I was lucky to find a cycle path alongside the road during the morning. It went for nearly 10 km. After that, I was forced to run on the shoulder, but it was decent enough. By mid afternoon I’d reached the town of Los Andes, the gateway to the Cristo Redentor Pass. From there, I officially started my climb of the pass, but I’ve only done about 12 km of it so far. Tomorrow I should get to within 10 km of the top, which will be crested on Wednesday.

The part I’ve completed so far reminds me a lot of the lower reaches of the climb of the Col du Tourmalet in the Pyrenees, from Luz St Sauveur. However, this pass is almost twice as high as the Tourmalet. We’re talking serious stuff here, as anyone who has climbed the Tourmalet can imagine.

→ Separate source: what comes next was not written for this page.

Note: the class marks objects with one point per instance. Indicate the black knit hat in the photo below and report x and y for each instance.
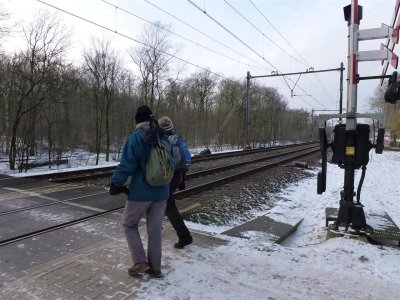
(166, 123)
(143, 114)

I wouldn’t be concerned about the climb if I was acclimatized to the altitude. I have received some good tips from fellow world runner, Jesper Olsen, who ran this pass last year, from the opposite direction. He was fine, but he’s also a better runner than me, and he was reasonably acclimatized at the time. We’ll have to see how I go. I’ve run to the top of the Haleakala volcano on Maui three times (a 10,000 feet climb), all without any acclimatization to altitude. Twice I was fine, and the other time I suffered badly. This pass is another 3,000 feet higher again. If I do find myself in trouble, at least I’ll have a great view to ease the pain.